Taken by Dog Java, by Lupus Lon Oliver and by Jeltisketh
Echo, Hatch went down hard. Lupus got hands to his throat and
started to strangle him.
"I," said Lupus, tightening his grip, "am going to kill you."
This was for real, death for real, no lyrical illusion tank
dream, no simulated fakery staged on the Eye of Delusions, but the
terminus, the breath-fight, the lynch-note panic of flesh against
flesh.
And Hatch was losing, was going under, sliding under the
blackness as the ceiling -
The ceiling of kaleidoscope abruptly came crashing down,
breaking in huge gobs of slob as it collapsed. The slob was COLD!

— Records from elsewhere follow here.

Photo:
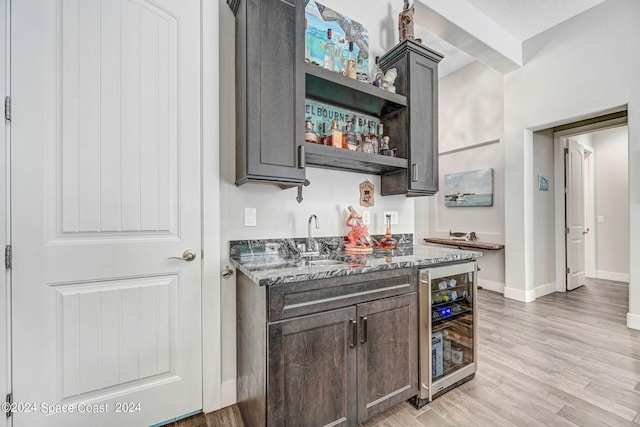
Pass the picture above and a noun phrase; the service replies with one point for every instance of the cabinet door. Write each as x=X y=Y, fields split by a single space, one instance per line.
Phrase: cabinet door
x=312 y=370
x=387 y=354
x=270 y=91
x=423 y=123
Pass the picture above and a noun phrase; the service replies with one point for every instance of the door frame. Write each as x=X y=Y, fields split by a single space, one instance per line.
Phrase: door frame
x=210 y=211
x=559 y=195
x=5 y=228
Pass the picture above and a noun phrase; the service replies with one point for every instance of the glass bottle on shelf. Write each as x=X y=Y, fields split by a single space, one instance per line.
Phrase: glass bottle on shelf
x=446 y=347
x=324 y=133
x=309 y=134
x=362 y=74
x=307 y=43
x=388 y=242
x=351 y=138
x=375 y=143
x=335 y=136
x=351 y=62
x=376 y=73
x=329 y=52
x=457 y=352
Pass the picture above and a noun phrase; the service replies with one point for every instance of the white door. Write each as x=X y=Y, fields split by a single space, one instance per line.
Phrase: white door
x=105 y=189
x=575 y=214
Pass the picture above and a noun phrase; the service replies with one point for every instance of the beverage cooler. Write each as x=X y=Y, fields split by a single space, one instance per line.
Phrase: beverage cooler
x=447 y=315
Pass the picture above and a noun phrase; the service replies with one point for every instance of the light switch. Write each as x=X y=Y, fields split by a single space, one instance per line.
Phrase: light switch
x=394 y=217
x=250 y=217
x=366 y=216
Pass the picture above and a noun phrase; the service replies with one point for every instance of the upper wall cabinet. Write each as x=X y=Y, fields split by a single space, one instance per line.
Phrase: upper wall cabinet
x=416 y=127
x=270 y=90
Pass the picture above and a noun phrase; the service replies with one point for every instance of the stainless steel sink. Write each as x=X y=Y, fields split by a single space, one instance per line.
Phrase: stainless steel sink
x=322 y=262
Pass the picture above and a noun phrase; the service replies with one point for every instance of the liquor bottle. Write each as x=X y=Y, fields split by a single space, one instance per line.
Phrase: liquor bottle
x=307 y=43
x=324 y=133
x=329 y=52
x=309 y=134
x=351 y=138
x=388 y=242
x=362 y=74
x=446 y=347
x=375 y=142
x=351 y=62
x=457 y=352
x=377 y=74
x=335 y=136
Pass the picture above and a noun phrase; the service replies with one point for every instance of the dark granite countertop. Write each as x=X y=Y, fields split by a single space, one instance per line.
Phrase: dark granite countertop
x=275 y=266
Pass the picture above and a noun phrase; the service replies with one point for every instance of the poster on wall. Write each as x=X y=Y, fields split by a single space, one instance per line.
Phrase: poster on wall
x=471 y=188
x=344 y=29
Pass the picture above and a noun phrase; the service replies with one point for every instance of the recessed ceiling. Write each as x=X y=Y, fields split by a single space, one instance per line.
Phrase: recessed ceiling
x=526 y=18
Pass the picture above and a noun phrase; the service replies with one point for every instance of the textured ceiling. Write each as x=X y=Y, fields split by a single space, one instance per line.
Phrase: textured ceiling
x=526 y=18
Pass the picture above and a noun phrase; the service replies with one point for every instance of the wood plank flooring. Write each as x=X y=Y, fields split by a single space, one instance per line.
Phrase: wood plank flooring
x=566 y=359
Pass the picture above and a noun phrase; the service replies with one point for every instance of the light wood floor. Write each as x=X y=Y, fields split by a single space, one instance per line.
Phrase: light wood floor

Lupus Lon Oliver broke from the slob, gasping for air, and Shona
kicked him in the head, elbowed Echo, spat in Dog Java's face,
then reached into the slob and rescued Hatch, dragged him free and
hauled him out of Forum Three.
In the corridor outside, Onica was screaming, clutching tight
to her mother, who was herself being supported by the Lady Iro
Murasaki.
"I hate this place!" sobbed Onica. "I hate it! I hate it! I
want to leave!"
Hatch comforted and calmed her as best he could, knowing that
leaving was the last thing they could do with Dalar ken Halvar in
the grip of riot.
"Enough of that!" said Shona, thinking this was no time for
comforting. "Let's get out of here!"
And she led them one and all to the shelter of her own room,
into which security they packed themselves, until Paraban Senk
accessed the room via its communications screen, and assured them
that the Combat College was once more safe and orderly.